BZÖ schließt Petzner aus der Partei aus. Das BZÖ hat am Dienstag den stellvertretenden Klubchef Petzner aus der Partei ausgeschlossen.

Dies teilte der geschäftsführende Kärntner BZÖ-Obmann Dolinschek in Vertretung von Parteichef Bucher mit. Ausgeschlossen wurde auch der Kärntner Landtagsabgeordnete Korak. Als Begründung wurde "parteischädigendes Verhalten" genannt.

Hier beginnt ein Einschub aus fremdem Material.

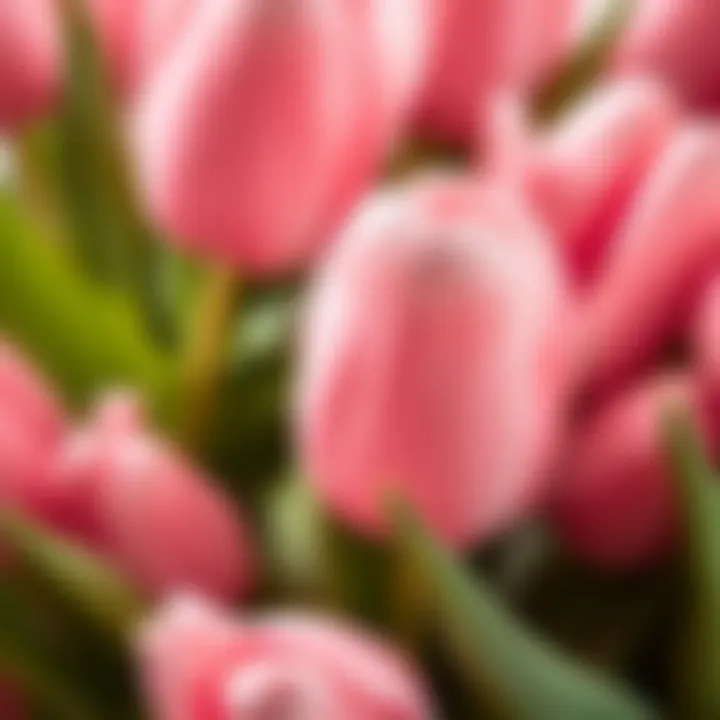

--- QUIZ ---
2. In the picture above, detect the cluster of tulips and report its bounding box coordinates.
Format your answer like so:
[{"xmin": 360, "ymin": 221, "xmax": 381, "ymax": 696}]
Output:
[{"xmin": 0, "ymin": 0, "xmax": 720, "ymax": 720}]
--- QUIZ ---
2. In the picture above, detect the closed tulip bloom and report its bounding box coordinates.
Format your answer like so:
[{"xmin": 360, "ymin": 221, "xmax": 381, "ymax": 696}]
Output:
[
  {"xmin": 324, "ymin": 0, "xmax": 442, "ymax": 232},
  {"xmin": 140, "ymin": 598, "xmax": 433, "ymax": 720},
  {"xmin": 524, "ymin": 80, "xmax": 680, "ymax": 283},
  {"xmin": 85, "ymin": 0, "xmax": 146, "ymax": 93},
  {"xmin": 52, "ymin": 395, "xmax": 255, "ymax": 599},
  {"xmin": 613, "ymin": 0, "xmax": 720, "ymax": 110},
  {"xmin": 694, "ymin": 276, "xmax": 720, "ymax": 404},
  {"xmin": 418, "ymin": 0, "xmax": 580, "ymax": 144},
  {"xmin": 580, "ymin": 124, "xmax": 720, "ymax": 394},
  {"xmin": 137, "ymin": 0, "xmax": 202, "ymax": 82},
  {"xmin": 134, "ymin": 0, "xmax": 430, "ymax": 274},
  {"xmin": 298, "ymin": 177, "xmax": 569, "ymax": 545},
  {"xmin": 551, "ymin": 375, "xmax": 700, "ymax": 570},
  {"xmin": 0, "ymin": 342, "xmax": 66, "ymax": 513},
  {"xmin": 0, "ymin": 0, "xmax": 62, "ymax": 131}
]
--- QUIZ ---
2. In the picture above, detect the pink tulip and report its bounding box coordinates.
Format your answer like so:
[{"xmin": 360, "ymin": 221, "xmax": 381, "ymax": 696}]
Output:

"Dies wurde zuvor mit Landesobmann Josef Bucher besprochen und wird wegen Gefahr in Verzug mit sofortiger Wirkung wirksam. Es ist nicht mehr zu verantworten, dass beide als BZÖ-Vertreter mit ihren Aussagen dem Bündnis Schaden zufügen", erklärte Dolinschek. Petzner und der orange Europaabgeordnete Stadler hatten ebenso wie der Tiroler BZÖ-Obmann Huber zuvor mehr oder weniger deutlich Buchers Rückzug gefordert. Korak, einer der beiden orangen Landtagsabgeordneten in Kärnten, hatte am Montag erklärt, er wolle nicht auf seinen Landtagssitz verzichten, sollte Bucher überlegen, sein Kärntner Landtagsmandat ausüben zu wollen.

Dolinschek drohte zudem der letzten verbleibenden orangen Abgeordneten im Landtag, Johanna Trodt-Limpl, mit Ausschluss, sollte sie nicht auf ihr Mandat zugunsten Buchers verzichten. "Es wäre doch wohl selbstverständlich, dass die Abgeordneten auf ihren Sitz verzichten, wenn Bucher als Landesparteiobmann die Funktion im Landtag übernehmen möchte", meinte er.

Dolinschek-Rücktritt? "Ich bin weiter in Amt und Würden!"

Korak und Trodt-Limpl sehen das offenbar anders. Beide hatten schon am Montag erklärt, nicht zugunsten Buchers auf ihr Mandat verzichten zu wollen. Außerdem hatte sie mit Korak gemeinsam bekundet, aus dem BZÖ auszutreten, falls Bucher als Parteichef nicht zurücktrete.

Unterdessen zweifelte Korak an, dass Dolinschek überhaupt jemanden ausschließen könne. Dieser sei nämlich im Juli aus allen Funktionen zurückgetreten. In einem E-Mail Dolinscheks an Bucher vom 15. Juli 2013 erklärt dieser unter anderem tatsächlich "mit sofortiger Wirkung" als geschäftsführender Landesparteiobmann zurückzutreten. "Das ist ein altes Schriftstück", sagte Dolinschek am Dienstag dazu. Er habe nach dem Schreiben an Bucher eine Aussprache mit diesem gehabt. "Ich bin weiter in Amt und Würden".